See also
RVI technical indicator was developed by Donald Dorsey in 1993 and then described in Technical Analysis of Stocks and Commodities magazine. In 1995 the indicator was transformed by the author and its updated version was used for analysis. According to Dorsey, RVI indicator is not an independent instrument of technical analysis and can be used either as filter for other indicators or instrument for pointing at the intentions but not the possibilities of price models realization.
RVIorig = 100*( EMA[W14] of U)/( EMA[W14] of S)
RVI = (RVIorig of highs + RVIorig of lows)/2, where
S = Stddev (10 days) - standard deviation for the period of 10 days;
U = S, if the current price is higher than the price of the previous period;
U = 0, if the current price is lower than the price of the previous period;
EMA (w14) = exponential moving average for the period of 14 days;
RVIorig of highs - relative volatility index of highs;
RVIorig of low - relative volatility index of lows.
The main advantage of RVI is that it is based on RSI index and considers all levels of diversification which could be omitted by RSI. However, RVI is volatile indicator but not classical oscillator that is why it is not reasonable to use it independently. As consequence, it is better to combine RVI signals with oscillator signals of technical analysis, for example, RSI indicator.
In case RSI indicator gets into oversold zone overcoming 70% together with RVI, we receive a powerful signal that the price hikes will end soon and the decrease will begin.

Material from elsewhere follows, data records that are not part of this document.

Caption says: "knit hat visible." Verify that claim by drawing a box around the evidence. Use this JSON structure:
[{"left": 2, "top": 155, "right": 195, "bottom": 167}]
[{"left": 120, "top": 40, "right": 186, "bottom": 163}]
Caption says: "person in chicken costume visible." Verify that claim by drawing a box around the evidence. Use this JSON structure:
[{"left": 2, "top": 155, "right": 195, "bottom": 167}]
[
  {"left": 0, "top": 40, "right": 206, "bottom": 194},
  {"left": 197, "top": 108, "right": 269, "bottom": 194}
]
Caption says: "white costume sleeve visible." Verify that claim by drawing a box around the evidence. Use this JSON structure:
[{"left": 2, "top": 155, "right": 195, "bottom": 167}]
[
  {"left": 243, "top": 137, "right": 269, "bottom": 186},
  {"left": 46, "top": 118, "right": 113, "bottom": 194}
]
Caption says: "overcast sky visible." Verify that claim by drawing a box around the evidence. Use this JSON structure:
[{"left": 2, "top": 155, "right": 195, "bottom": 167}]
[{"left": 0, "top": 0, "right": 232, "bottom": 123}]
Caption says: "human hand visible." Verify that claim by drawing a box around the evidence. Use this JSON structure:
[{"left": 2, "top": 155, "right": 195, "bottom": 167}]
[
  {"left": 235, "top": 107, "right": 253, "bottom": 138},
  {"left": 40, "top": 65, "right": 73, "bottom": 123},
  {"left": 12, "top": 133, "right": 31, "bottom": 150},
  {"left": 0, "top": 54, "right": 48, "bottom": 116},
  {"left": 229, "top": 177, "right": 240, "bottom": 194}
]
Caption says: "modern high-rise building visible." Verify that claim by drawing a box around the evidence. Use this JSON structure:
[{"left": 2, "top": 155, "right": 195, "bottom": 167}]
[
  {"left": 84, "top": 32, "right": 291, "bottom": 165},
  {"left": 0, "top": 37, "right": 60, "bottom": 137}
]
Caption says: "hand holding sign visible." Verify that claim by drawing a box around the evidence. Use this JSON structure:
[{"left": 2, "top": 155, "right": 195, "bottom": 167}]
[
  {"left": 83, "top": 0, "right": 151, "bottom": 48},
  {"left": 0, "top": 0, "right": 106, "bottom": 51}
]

Also, if both RSI and RVI indicators go under 30% level, in other words get into overbought zone, it is necessary to be prepared for price surge. According to this, it is better to use a combination of these two indicators than apply them independently.
When RSI is more than 70% or less than 30% but RVI does not confirm these signals, it is better to wait till both of them will show similar picture before open a position.
Another option for applying RVI is identification of divergences and convergences with the price. If the price is going up while the index is going down, it indicates that the price will soon go down (case of divergence).
The opposite situation is also true to life: the index is falling while the price is growing which is indicative of price acceleration (case of convergence).
Forming of these signals is more relevant when RVI is in overbought or oversell zone. But even if RVI index gets into neutral zone (between 30%-70%), divergence/convergence signals will be also indicative.
Given that RVI considers a larger scale of parameters than RSI index, the signals received with the help of RVI will be much better.